Michigan State Shooter Had Prior Felony Gun Charge Dismissed By Progressive Prosecutor

Ingham County prosecutor Carol Siemon ended mandatory sentencing for felony firearm charges in the name of ‘race equity'

Former Ingham County prosecutor Carol Siemon and Michigan State shooter Anthony McRae (Twitter).
February 14, 2023

A gunman who killed three and wounded five others at Michigan State University on Monday would have been barred from owning a firearm at the time of the shooting had he not had felony gun charges dismissed by a progressive prosecutor.

Anthony McRae was charged in June 2019 with illegally carrying a concealed handgun without a permit, but later had those charges dismissed by the office of Ingham County prosecutor Carol Siemon (D.). Her office instead let McRae plead guilty to a lesser misdemeanor gun charge, and he served a little more than a year on probation, which ended May 2021. He initially faced up to five years in prison for the felony charge, the Detroit News reported.

Siemon retired from the prosecutor’s office at the start of this year after facing criticism from judges and law enforcement officials for her soft-on-crime policies. The same year that McRae was released, ​​Ingham County sheriff Scott Wriggelsworth pushed East Lansing’s city council "to reconsider her internal felony firearm charging policy," which he said "does not hold people properly criminally accountable, and increases the likelihood of additional gun violence."

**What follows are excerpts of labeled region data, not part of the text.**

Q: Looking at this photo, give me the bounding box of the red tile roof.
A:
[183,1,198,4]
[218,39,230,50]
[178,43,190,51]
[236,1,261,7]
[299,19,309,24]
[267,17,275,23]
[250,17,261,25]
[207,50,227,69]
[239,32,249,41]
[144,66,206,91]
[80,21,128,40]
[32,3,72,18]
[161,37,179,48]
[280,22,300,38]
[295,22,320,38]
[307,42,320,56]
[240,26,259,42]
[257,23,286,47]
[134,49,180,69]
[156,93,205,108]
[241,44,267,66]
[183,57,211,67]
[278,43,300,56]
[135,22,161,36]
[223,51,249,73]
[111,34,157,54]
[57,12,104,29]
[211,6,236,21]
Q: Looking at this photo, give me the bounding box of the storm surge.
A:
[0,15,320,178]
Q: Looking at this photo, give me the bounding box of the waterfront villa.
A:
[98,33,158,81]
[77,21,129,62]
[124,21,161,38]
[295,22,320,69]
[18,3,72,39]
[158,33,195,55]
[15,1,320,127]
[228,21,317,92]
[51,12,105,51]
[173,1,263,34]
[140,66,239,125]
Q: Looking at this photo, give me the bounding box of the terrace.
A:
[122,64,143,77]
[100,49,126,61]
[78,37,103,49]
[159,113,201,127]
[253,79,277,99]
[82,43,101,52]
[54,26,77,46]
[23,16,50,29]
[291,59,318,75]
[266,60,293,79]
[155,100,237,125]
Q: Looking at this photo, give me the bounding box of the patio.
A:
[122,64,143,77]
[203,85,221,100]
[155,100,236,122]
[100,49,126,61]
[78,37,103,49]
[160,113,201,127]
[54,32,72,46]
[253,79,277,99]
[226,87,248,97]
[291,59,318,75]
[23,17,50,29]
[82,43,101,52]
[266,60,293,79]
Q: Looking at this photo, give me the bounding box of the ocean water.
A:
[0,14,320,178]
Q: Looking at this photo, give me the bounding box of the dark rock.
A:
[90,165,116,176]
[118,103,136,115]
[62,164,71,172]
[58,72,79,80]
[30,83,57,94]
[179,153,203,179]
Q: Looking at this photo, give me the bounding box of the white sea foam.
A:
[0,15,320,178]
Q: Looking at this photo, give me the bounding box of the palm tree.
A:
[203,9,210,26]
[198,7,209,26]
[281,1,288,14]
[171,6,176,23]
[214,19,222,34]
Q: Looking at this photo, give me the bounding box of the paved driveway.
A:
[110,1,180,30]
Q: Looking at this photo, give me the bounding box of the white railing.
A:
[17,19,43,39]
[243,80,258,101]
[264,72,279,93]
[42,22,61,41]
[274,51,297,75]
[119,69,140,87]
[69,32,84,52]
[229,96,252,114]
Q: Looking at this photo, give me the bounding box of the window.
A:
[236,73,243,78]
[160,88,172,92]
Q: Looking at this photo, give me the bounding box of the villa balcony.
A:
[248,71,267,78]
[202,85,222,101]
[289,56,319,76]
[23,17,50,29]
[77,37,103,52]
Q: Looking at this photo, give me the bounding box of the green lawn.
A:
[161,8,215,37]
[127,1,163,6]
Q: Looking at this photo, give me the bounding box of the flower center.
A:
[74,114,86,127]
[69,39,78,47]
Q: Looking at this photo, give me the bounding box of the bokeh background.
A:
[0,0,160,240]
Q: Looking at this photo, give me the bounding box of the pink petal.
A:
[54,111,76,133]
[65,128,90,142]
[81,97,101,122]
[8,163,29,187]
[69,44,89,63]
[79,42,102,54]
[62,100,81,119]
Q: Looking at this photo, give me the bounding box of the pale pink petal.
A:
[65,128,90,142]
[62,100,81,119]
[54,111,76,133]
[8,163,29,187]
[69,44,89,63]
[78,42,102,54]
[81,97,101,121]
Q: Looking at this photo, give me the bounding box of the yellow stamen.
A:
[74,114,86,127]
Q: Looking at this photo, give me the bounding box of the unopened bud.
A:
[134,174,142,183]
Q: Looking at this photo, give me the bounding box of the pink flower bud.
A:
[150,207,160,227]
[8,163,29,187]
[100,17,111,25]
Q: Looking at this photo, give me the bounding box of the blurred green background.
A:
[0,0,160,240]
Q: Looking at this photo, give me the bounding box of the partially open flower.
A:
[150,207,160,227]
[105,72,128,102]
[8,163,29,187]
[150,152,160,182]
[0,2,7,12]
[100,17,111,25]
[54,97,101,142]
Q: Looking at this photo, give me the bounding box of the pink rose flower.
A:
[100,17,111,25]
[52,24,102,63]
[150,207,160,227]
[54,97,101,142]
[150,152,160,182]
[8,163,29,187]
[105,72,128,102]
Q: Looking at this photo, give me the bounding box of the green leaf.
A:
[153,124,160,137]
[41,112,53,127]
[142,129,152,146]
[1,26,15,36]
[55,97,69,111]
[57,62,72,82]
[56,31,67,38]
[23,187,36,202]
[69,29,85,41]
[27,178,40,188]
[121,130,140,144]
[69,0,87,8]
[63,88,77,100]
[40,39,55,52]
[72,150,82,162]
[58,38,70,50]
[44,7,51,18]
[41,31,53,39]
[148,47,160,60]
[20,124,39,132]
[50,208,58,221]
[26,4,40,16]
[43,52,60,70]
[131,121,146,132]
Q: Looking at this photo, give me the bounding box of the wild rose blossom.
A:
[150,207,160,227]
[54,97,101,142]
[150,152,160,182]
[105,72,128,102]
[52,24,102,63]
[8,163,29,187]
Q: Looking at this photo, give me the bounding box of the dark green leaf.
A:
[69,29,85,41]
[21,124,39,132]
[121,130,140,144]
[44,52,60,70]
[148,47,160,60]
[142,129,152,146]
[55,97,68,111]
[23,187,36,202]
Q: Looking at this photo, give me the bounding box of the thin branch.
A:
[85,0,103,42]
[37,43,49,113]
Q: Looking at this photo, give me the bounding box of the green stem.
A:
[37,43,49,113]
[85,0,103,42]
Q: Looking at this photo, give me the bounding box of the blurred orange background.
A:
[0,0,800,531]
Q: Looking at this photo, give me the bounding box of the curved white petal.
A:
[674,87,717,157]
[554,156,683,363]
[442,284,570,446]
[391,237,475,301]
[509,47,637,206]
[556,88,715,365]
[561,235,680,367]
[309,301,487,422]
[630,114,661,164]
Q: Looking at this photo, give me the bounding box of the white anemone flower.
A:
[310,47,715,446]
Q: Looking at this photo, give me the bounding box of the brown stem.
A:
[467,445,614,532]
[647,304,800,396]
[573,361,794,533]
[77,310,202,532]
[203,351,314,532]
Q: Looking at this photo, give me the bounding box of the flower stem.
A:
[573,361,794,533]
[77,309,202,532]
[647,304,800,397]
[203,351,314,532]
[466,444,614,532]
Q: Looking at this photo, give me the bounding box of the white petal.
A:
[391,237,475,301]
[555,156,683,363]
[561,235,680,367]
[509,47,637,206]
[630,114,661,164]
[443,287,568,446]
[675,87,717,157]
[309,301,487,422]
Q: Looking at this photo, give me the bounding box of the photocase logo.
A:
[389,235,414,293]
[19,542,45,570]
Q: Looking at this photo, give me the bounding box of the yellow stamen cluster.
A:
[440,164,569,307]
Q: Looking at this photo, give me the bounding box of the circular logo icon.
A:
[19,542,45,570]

Siemon made it her office’s official policy in August 2021 to drop mandatory prison sentences for felony firearms charges. She said the sentencing enhancement led to "dramatic racial inequity" and was "not in any way linked to the goal that we share of keeping the public safe."

Siemon is part of George Soros’s vast public safety network. She has participated in international criminal justice reform junkets with other "reform-minded" prosecutors like Philadelphia’s Larry Krasner (D.), Chicago’s Kim Foxx (D.), and Los Angeles’s George Gascón. She also backed radical San Francisco prosecutor Chesa Boudin (D.) ahead of a recall campaign that eventually ousted him from office last year.

The Ingham County Prosecutor’s Office said in a statement that McRae’s 2019 offense would not have received "the legal maximum" prison sentence, even if they had pursued it.

"Even if he were convicted by a jury of the original charge, Anthony McRae would not have been recommended for a jail or prison sentence," the office said. "The sentencing guideline score would have been the same if he had been convicted of either the original charge (Carrying a Concealed Weapon) or the offense for which he was convicted (carrying a firearm in a vehicle)."

McRae was later found dead from a self-inflicted gunshot wound.

According to Jason Johnson, president of the Law Enforcement Legal Defense Fund, "progressive prosecutors such as Ms. Siemon continue to value reducing the incarcerated population over their duty to protect the public by enforcing the law."

In 2021, the Vera Institute for Justice, a think tank funded by Soros’s Open Society Foundations, also praised Siemon and other reform prosecutors who pledged to reduce racial disparities in prosecution. Siemon boasted about the changes she made in her office when she announced her retirement in November.

"I believe we have made substantial progress to reform the justice system and provide for a proportionate response to criminal charges," she said. "We have changed the prosecutors’ office’s charging and sentencing practices, to provide a greater range of options to hold people accountable for the harm they cause while reducing incarceration, and continuing to serve victims and to expand their services and support."

But a Michigan circuit court judge called her out weeks earlier for making Lansing less safe with her policies. "She is not a legislator, she is not a judge, and she is making our community unsafe," Judge Rosemarie Aquilina said.

Siemon’s successor, John Dewane, has already set about toughening up charges for repeat offenders, according to an interview he did with WKAR.

"My number one goal, and I put out some policies with regard to this issue, is the increase in gun violence in our community, specifically the Lansing area," he said.

Dewane told the Free Beacon after publication that "McRae would not have been able to legally purchase, own, or possess a firearm" if he had "been convicted of carrying a concealed weapon." Reports show neighbors had called the police on McRae last summer after hearing him fire his gun in the backyard of his father's home in Lansing.

Update 2/15 11:45 a.m.: This piece has been updated with additional information.